An elevated road with two lanes is part of President Uhuru Kenyatta‘s plan to decongest Nairobi. The Sh38 billion double-deck road between Mlolongo and Westlands that is set to be constructed from next year, when completed,
will render the city‘s traffic nightmare a thing of the past.
Motorists would, however, have to pay every time they want to use it at toll stations.
Transport Cabinet Secretary James Macharia expects to get the project funding from the International Finance Corporation by the end of this year to pave the way for construction.
“We have the commitment of the IFC for the project,” Mr Macharia said during the Infrastructure Summit held at State House yesterday.
That project is among many in an estimated development price tag of Sh5 trillion required to transform the country.
Feasibility studies on the double-deck road project have been completed, he added, and only the design works of the two phases of the project were yet to be completed.
Various studies have placed the daily cost of the usual traffic snarl-ups in Nairobi at about Sh58 million, or Sh20 billion a year, besides the psychological distress on motorists and commuters. It is that pain that the State wants to eliminate through these projects, most of which would, however, have to paid for by the users.

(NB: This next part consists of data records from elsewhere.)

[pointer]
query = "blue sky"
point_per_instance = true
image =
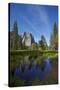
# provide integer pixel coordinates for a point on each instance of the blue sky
(36, 19)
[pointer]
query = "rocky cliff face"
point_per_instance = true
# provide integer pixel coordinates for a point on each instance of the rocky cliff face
(26, 39)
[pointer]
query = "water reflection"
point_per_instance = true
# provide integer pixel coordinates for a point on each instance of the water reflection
(31, 69)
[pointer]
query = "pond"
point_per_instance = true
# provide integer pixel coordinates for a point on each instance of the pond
(30, 70)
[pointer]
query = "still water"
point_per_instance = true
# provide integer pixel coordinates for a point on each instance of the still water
(27, 70)
(33, 70)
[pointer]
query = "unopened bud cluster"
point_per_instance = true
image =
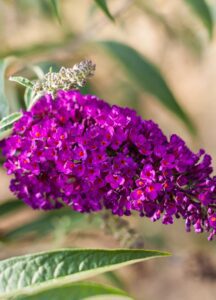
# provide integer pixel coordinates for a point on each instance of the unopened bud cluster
(65, 79)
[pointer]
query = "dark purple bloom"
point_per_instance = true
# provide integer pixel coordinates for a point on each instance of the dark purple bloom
(81, 151)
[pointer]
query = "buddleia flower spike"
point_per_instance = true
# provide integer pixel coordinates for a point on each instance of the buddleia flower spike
(65, 79)
(78, 150)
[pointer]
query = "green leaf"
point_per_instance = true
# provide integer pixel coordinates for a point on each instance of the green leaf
(6, 124)
(115, 279)
(75, 291)
(147, 77)
(4, 107)
(48, 270)
(45, 223)
(28, 96)
(22, 80)
(103, 6)
(202, 10)
(10, 206)
(56, 11)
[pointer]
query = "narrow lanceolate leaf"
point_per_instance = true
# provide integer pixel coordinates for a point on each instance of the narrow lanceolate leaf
(202, 10)
(4, 107)
(147, 77)
(10, 207)
(75, 291)
(41, 271)
(45, 223)
(28, 97)
(22, 80)
(103, 5)
(6, 124)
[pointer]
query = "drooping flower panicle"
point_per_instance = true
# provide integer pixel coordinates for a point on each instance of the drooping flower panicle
(80, 151)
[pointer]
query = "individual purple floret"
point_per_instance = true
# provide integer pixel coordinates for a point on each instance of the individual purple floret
(80, 151)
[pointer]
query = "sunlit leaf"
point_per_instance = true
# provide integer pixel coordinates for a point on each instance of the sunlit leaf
(10, 206)
(45, 223)
(202, 10)
(36, 272)
(147, 77)
(76, 291)
(55, 9)
(115, 279)
(28, 96)
(103, 5)
(4, 107)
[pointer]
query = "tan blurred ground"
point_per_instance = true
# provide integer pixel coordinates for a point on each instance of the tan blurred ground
(192, 79)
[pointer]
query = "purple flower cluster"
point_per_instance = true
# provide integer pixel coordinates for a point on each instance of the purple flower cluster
(80, 151)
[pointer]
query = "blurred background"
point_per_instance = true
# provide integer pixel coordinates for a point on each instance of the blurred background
(158, 57)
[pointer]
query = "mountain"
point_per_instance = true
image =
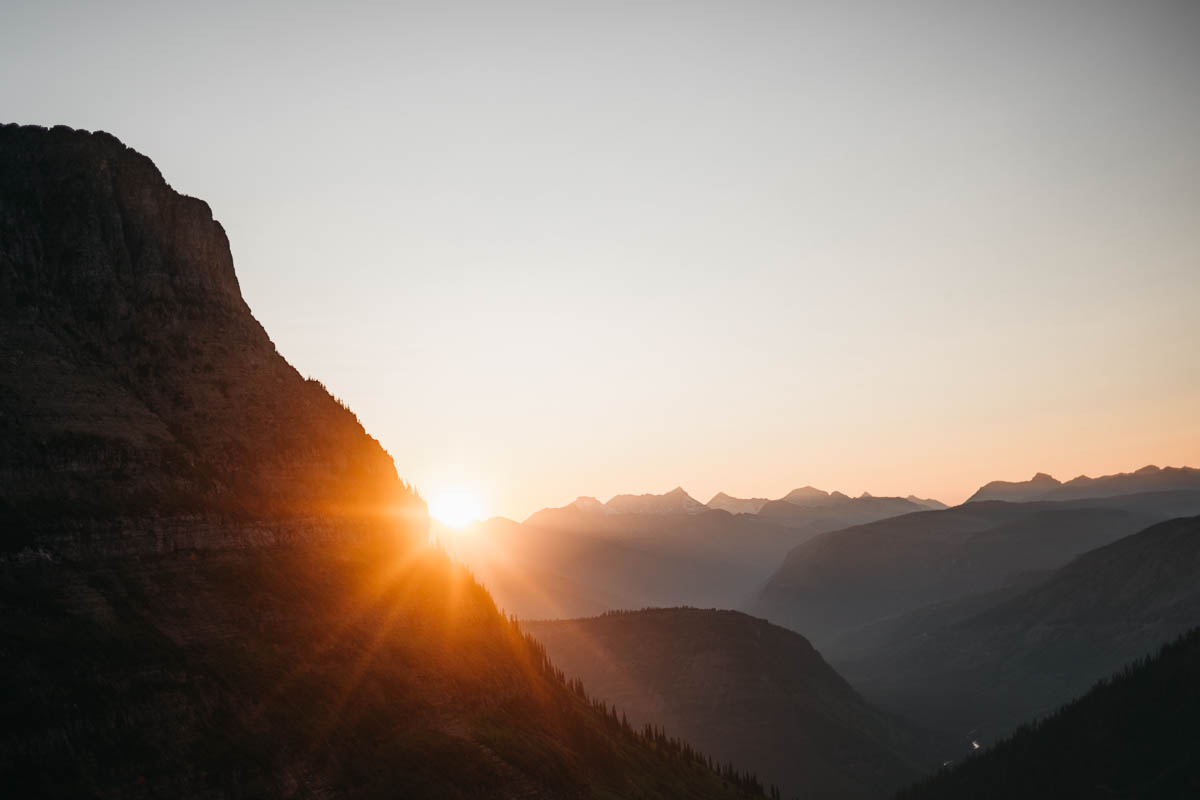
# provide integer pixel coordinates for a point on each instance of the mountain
(844, 579)
(575, 560)
(1014, 657)
(1133, 735)
(673, 501)
(156, 391)
(723, 501)
(1035, 488)
(743, 690)
(814, 511)
(652, 549)
(929, 503)
(213, 582)
(1043, 487)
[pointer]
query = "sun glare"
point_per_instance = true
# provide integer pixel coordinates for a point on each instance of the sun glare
(456, 507)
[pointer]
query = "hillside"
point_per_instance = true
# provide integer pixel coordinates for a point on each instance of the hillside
(849, 578)
(136, 380)
(577, 560)
(743, 690)
(1020, 656)
(213, 582)
(1044, 487)
(1133, 735)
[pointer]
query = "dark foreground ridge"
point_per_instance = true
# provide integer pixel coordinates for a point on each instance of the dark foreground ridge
(213, 582)
(1134, 735)
(744, 690)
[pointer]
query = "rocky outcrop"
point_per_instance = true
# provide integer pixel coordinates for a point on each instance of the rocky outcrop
(133, 378)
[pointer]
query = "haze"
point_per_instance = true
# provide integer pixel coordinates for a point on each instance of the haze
(557, 248)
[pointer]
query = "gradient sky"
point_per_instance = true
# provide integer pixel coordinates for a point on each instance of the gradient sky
(559, 248)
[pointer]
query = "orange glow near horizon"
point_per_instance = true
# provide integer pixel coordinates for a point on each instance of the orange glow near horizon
(456, 507)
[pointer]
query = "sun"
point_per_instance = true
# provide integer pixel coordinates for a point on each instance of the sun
(456, 507)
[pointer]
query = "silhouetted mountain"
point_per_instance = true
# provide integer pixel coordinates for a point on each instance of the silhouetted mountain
(929, 503)
(814, 511)
(1021, 655)
(156, 391)
(743, 690)
(211, 581)
(1043, 487)
(1035, 488)
(844, 579)
(574, 561)
(673, 501)
(1133, 735)
(723, 501)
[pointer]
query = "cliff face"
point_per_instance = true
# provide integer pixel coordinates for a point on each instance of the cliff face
(135, 379)
(203, 593)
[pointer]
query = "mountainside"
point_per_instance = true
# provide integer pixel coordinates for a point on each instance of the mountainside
(1020, 656)
(574, 561)
(723, 501)
(1133, 735)
(136, 380)
(849, 578)
(1017, 491)
(817, 513)
(741, 689)
(1043, 487)
(213, 583)
(673, 501)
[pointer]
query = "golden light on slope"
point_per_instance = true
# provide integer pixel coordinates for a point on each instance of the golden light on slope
(456, 507)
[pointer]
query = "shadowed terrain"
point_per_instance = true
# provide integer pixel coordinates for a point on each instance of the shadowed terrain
(843, 581)
(1133, 735)
(1005, 659)
(743, 690)
(213, 582)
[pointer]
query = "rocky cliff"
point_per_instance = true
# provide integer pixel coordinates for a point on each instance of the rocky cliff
(135, 379)
(213, 583)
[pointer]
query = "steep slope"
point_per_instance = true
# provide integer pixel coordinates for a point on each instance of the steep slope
(741, 689)
(1026, 654)
(849, 578)
(155, 389)
(1133, 735)
(576, 561)
(211, 581)
(1043, 487)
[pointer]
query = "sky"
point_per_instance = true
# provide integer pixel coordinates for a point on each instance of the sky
(558, 248)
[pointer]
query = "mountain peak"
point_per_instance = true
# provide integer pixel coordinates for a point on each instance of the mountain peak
(677, 500)
(736, 505)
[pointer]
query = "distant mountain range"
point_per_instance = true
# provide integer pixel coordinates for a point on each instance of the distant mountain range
(1133, 735)
(677, 500)
(1044, 487)
(743, 690)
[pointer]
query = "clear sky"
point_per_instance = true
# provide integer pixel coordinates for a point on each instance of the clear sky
(559, 248)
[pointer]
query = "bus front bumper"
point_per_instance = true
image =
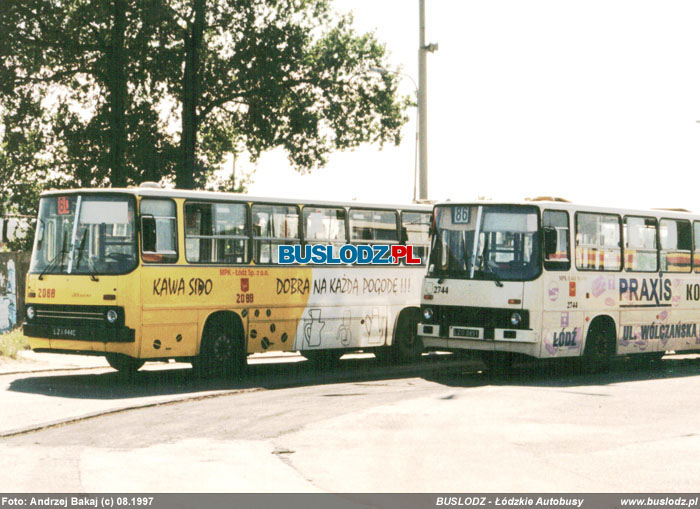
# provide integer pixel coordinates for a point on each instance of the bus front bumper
(79, 333)
(456, 335)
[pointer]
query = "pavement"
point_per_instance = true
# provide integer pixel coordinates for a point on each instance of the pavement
(31, 362)
(28, 362)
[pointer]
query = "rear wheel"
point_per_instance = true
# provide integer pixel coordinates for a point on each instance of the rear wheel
(123, 363)
(222, 352)
(407, 346)
(600, 348)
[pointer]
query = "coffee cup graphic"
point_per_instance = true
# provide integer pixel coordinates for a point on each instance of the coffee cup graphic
(313, 327)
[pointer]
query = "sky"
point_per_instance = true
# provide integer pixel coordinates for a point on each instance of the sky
(594, 101)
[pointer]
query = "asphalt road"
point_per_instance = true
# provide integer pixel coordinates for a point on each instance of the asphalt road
(440, 425)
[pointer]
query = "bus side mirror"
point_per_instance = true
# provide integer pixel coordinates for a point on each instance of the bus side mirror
(550, 242)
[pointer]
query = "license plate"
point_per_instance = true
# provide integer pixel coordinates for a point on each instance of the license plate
(466, 333)
(64, 332)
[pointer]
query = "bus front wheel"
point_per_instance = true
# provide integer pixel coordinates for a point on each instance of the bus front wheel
(600, 348)
(221, 353)
(123, 363)
(407, 346)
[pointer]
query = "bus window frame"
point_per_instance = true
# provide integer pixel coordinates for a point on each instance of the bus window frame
(346, 226)
(254, 238)
(140, 232)
(554, 265)
(248, 235)
(692, 243)
(623, 240)
(397, 226)
(404, 241)
(620, 246)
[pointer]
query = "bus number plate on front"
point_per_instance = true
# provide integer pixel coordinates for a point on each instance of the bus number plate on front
(460, 215)
(64, 332)
(466, 333)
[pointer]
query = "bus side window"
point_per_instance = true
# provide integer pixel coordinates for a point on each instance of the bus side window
(216, 232)
(324, 225)
(158, 231)
(273, 225)
(557, 255)
(640, 244)
(696, 243)
(373, 227)
(415, 231)
(598, 242)
(676, 245)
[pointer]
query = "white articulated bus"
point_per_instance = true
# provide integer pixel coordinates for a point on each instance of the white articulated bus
(546, 278)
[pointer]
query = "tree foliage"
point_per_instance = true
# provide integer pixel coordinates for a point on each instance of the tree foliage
(115, 92)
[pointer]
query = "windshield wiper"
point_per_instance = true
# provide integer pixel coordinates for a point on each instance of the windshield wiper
(81, 250)
(59, 257)
(487, 269)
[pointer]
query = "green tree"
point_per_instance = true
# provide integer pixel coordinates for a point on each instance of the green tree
(92, 91)
(260, 74)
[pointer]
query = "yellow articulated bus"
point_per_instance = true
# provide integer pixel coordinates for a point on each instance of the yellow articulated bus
(550, 279)
(145, 273)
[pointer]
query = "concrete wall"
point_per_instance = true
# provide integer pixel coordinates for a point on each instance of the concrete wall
(13, 271)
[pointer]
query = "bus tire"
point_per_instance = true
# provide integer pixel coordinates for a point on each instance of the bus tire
(222, 353)
(600, 347)
(407, 347)
(124, 364)
(323, 359)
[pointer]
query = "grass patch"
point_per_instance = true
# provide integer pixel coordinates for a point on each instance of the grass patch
(13, 342)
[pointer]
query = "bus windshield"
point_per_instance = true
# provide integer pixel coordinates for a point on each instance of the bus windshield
(486, 242)
(101, 241)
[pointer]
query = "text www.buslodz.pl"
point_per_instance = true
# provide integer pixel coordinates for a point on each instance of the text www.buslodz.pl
(362, 254)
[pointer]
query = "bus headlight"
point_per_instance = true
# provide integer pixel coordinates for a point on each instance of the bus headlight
(515, 319)
(112, 316)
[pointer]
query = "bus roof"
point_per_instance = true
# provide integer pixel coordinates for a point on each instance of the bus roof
(238, 197)
(558, 204)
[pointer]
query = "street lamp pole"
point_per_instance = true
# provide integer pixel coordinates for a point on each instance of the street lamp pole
(423, 51)
(381, 70)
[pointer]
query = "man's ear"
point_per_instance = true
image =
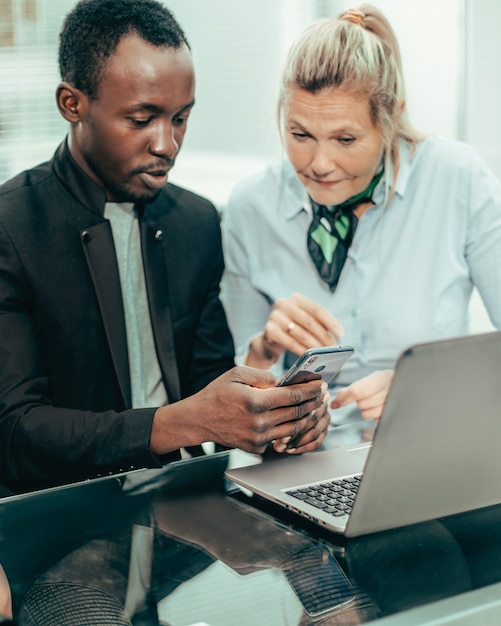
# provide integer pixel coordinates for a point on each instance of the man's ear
(70, 102)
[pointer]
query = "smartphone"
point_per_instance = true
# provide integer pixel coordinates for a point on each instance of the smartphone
(317, 363)
(318, 581)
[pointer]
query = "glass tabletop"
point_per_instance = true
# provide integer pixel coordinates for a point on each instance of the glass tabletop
(184, 547)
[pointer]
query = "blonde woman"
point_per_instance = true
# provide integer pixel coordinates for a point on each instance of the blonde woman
(368, 232)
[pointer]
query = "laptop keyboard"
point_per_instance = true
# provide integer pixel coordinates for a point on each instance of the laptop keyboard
(332, 496)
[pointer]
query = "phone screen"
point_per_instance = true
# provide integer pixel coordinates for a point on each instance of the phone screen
(316, 364)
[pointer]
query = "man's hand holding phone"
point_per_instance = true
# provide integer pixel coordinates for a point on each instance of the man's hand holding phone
(316, 363)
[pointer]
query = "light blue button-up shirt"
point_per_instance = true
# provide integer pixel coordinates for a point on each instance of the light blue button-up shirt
(411, 267)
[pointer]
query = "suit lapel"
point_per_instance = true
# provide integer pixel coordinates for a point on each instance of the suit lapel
(97, 243)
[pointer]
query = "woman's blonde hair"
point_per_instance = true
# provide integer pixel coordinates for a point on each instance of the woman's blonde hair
(358, 52)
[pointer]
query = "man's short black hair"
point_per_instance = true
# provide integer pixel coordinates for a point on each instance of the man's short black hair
(93, 29)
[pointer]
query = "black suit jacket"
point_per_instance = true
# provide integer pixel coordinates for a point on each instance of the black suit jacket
(64, 380)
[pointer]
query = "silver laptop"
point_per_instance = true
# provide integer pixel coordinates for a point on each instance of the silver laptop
(436, 449)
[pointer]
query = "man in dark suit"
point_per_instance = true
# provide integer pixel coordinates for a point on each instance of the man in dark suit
(114, 348)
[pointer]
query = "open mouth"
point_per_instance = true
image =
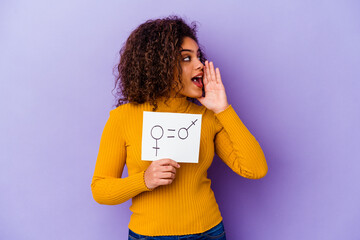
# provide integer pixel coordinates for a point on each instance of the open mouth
(197, 80)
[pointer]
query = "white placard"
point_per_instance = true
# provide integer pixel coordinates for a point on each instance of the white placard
(171, 135)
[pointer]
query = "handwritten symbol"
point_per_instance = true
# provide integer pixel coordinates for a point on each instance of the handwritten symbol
(157, 132)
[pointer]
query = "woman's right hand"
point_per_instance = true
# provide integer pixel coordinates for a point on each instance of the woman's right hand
(160, 172)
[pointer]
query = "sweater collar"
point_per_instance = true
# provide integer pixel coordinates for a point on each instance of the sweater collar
(173, 104)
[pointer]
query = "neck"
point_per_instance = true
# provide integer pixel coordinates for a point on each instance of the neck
(177, 103)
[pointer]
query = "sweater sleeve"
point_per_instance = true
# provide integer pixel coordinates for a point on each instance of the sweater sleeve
(107, 186)
(237, 147)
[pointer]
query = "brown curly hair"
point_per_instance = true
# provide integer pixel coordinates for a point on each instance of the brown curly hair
(149, 58)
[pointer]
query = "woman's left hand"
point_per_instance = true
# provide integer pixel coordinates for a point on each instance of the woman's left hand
(215, 97)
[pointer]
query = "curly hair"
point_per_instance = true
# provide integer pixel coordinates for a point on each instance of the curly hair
(149, 58)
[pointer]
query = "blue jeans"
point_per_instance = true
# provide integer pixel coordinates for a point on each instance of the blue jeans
(215, 233)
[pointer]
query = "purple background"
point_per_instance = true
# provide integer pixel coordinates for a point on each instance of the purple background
(291, 71)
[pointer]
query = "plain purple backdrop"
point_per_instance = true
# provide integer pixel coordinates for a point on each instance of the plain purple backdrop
(290, 69)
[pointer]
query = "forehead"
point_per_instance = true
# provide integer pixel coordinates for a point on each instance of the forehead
(189, 43)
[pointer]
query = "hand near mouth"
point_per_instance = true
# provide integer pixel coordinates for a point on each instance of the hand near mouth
(215, 97)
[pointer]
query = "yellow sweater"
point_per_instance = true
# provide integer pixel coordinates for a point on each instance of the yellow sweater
(187, 205)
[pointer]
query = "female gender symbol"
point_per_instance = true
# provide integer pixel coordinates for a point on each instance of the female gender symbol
(158, 133)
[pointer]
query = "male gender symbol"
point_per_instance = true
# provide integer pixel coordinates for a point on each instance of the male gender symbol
(185, 131)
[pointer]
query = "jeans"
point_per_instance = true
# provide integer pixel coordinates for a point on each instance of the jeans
(215, 233)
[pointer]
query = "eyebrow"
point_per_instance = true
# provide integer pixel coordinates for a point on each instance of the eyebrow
(188, 50)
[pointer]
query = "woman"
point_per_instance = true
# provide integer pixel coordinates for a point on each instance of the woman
(160, 69)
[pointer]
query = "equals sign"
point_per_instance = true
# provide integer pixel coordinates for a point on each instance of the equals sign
(173, 131)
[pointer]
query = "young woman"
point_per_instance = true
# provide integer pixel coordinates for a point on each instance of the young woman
(161, 69)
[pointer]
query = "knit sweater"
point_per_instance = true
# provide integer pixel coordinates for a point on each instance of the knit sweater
(187, 205)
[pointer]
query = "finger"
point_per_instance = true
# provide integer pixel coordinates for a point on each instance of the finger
(218, 77)
(212, 72)
(164, 181)
(168, 169)
(208, 76)
(167, 175)
(168, 161)
(205, 80)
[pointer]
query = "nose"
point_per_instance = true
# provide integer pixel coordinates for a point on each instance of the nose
(199, 65)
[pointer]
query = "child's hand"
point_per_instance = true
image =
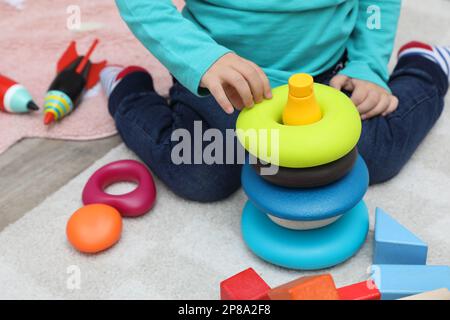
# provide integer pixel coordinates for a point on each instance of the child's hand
(370, 99)
(236, 83)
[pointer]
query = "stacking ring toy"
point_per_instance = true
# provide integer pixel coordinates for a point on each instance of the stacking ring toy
(94, 228)
(261, 132)
(305, 250)
(307, 204)
(132, 204)
(310, 177)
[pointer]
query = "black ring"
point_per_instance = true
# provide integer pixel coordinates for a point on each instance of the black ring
(310, 177)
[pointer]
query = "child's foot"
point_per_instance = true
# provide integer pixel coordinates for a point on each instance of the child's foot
(437, 54)
(112, 75)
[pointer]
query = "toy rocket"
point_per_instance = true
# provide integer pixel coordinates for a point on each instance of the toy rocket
(75, 74)
(14, 98)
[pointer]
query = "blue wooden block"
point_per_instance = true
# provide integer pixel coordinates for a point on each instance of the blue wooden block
(394, 244)
(398, 281)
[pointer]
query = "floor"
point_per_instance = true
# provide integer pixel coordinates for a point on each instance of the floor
(35, 168)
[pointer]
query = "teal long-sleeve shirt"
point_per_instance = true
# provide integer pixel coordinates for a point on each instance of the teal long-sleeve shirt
(282, 36)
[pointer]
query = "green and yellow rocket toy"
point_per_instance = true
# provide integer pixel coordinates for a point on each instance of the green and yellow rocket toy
(75, 75)
(14, 98)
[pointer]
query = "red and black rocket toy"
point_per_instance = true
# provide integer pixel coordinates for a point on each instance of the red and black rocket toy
(75, 75)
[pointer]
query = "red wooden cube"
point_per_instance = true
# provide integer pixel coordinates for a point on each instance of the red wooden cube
(246, 285)
(366, 290)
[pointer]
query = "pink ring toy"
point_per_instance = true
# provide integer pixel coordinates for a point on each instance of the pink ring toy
(131, 204)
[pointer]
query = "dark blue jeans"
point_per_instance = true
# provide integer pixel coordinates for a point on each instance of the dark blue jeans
(146, 121)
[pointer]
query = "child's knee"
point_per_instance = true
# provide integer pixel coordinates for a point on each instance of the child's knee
(205, 183)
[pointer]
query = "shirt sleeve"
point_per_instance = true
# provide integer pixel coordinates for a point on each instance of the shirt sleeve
(371, 43)
(182, 47)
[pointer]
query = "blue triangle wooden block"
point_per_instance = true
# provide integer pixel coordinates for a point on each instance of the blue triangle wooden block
(394, 244)
(398, 281)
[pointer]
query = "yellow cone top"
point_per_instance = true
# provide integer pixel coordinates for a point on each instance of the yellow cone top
(301, 85)
(302, 107)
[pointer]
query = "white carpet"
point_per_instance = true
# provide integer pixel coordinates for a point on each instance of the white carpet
(182, 250)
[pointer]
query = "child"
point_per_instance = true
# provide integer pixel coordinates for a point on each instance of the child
(237, 50)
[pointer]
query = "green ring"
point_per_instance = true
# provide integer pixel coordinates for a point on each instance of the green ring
(325, 141)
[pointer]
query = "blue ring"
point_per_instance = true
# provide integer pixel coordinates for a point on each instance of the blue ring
(305, 250)
(307, 204)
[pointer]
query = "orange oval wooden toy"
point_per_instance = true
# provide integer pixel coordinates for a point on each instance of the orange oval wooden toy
(302, 107)
(94, 228)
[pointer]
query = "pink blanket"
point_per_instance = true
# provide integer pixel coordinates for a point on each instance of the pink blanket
(32, 40)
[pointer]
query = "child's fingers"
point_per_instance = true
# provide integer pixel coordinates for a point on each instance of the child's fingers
(393, 105)
(219, 94)
(339, 81)
(237, 80)
(253, 80)
(359, 95)
(370, 102)
(381, 107)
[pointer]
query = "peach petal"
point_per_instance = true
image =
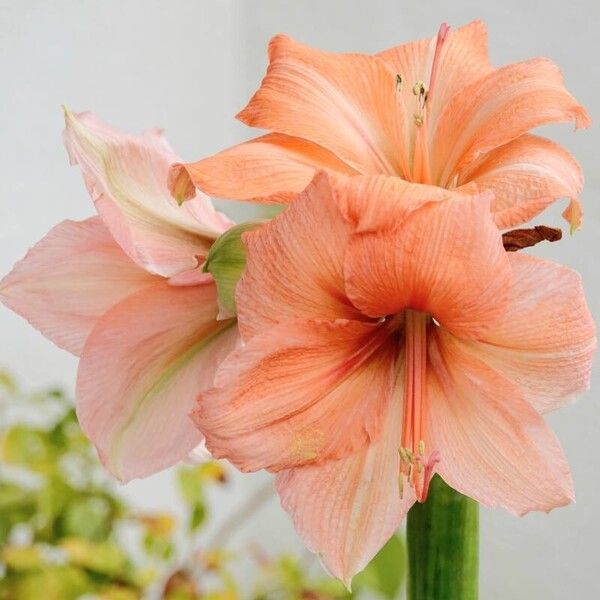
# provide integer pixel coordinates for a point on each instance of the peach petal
(302, 392)
(445, 259)
(499, 108)
(127, 178)
(545, 341)
(69, 279)
(306, 90)
(266, 169)
(463, 60)
(525, 175)
(494, 446)
(141, 368)
(347, 509)
(294, 264)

The double-deck road will be complemented by a light rail system linking the Jomo Kenyatta International Airport and the Central Business District.
Principal Secretary for Transport Irungu Nyakera said the project would be launched within “weeks” and would, on completion, cut travel time along the route.
A technical committee developing the tolling policy has submitted its report to Macharia, who expects to table it before Cabinet for consideration. If approved, he will draft an enabling legislation that would then be taken through the law-making process in Parliament.
“We are confident that tolling will enable us to get there,” said the Transport CS.
Matatu Owners Association chairman Simon Kimutai told the summit that public service operators would not mind paying tolls if that would translate into faster movement and lower vehicle maintenance costs.
President Uhuru Kenyatta told the business leaders present at the meeting that it would be prudent to let the private sector lead in the development of profitable projects like urban roads.
“That would leave the Government to focus on the smaller roads that open up the villages,” Uhuru said, after scoffing at the World Bank for its criticism that Kenya was spending too much, and from borrowed funds, on infrastructure.
Among the projects that have drawn the most criticism is the first phase of the Standard Gauge Railway line built at a cost of Sh327 billion, 90 per cent funded by China.
Uhuru claimed that the actual motivation behind the World Bank’s criticism was to ensure that Kenya and the rest of Africa remained a market for produce from developed countries.
At one point, the President told off senior Government officials in attendance, saying it was unacceptable that a kilometre of tarmac road would cost Sh120 million.
He used the occasion to take stock of the Government’s development projects and to lay out plans for new projects. Among the most ambitious projects is a plan to double the width of the entire Nairobi-Mombasa highway.
Macharia estimates the 400-kilometre project will cost about Sh100 billion.